良いのですか、とソルプレーサが目で訴えてきている。
「私の命を狙った事実は変わらない。それに、多くの者が何かを勘違いしているようだが私の任務はメガロバシラスがハフモニと手を結ぶことを防ぐ、半島に乗り込まないようにすることだ。此処でメガロバシラスと手を組み、カナロイアを攻め立てても良い。それぐらい、カクラティスなら思いつくだろう。
本当に申し訳ないと思っているのなら、ハイダラ将軍の家族ぐらいすぐに差し出すさ」
「仮にも敵将。その家族です。扱いは非常に難しいかと」
「だが、助けを求めてきたのは事実だ。他の者に露見する可能性もある中で、私を頼ってきた。ならばそれにこたえる。それが、アレッシアの貴族の在り方だ」
エスピラは、少しよれている羊皮紙を取り出した。
宛名はエスピラ・アブー・マシディリ。マシディリの父親のエスピラ。マルハイマナでの名の表し方の一つ。
書かれている内容は嵌められたと言う話。どうしようも無いと言うこと。アレッシアを引き入れたからこそ標的にされたと言う恨み言。王は個人を信用するが、家族に関しては保証しないと言う話。アレッシアの印象が悪いからこそ、味方が減ったと言う非難。
そして、所々太くなっている文字を拾って浮かび上がる「家族を保護して欲しい」と言う頼み。カナロイアに捕えられている母と妻と息子を。娘夫婦を。
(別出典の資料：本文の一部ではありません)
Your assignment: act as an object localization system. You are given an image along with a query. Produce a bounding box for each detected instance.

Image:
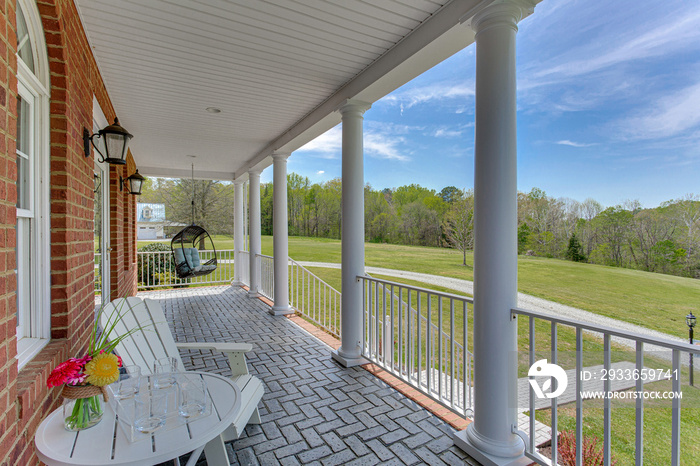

国家の枠組みを超えて、家族を愛している男へ同じく家族を愛している男からの頼み事として。
「思えば、会ってあげるべきだった」
アレッシア語で呟き、哀悼を捧げる。
敵国の、ともすれば首謀者に。
頼らざるを得ない心情とは如何なるものか。
「エスピラ様。差し出がましいことだとは思いますが、そこが『甘い』と呼ばれる所以かと。ディラドグマで殺した者と何も変わらない、敵国の血肉に過ぎません」
ソルプレーサが言った。
「差し出がましくは無いさ。君はそうでないと困る。暗殺未遂の話なら、私の不注意が全てだ。何も気にするな」
そうだな、と呟き、エスピラは両目を閉じた。
トリンクイタの悩む声が聞こえ、兵の喧騒が聞こえ、鳥のさえずりが耳に届く。
風がゆるく吹いて、エスピラは右目だけを薄く開けた。
「信頼できる者を用意してくれ。イロリウスの者を、誰か毒殺するように」
「イロリウス、ですか?」
ソルプレーサがかすれ気味の声で確認してくる。
「ああ。イロリウスだ。時期は冬頃が良い。冬以降でないと駄目だ。場所はアレッシア本国かその近郊」
「イフェメラは」
「何も悪くないな。私はペッレグリーノ様も尊敬しているとも。だが、私の甘さとはそう言う種類のモノだと、君は知っている。だろう?」
それこそが信頼の証だ、と言い残して。
エスピラは、部屋から外に出た。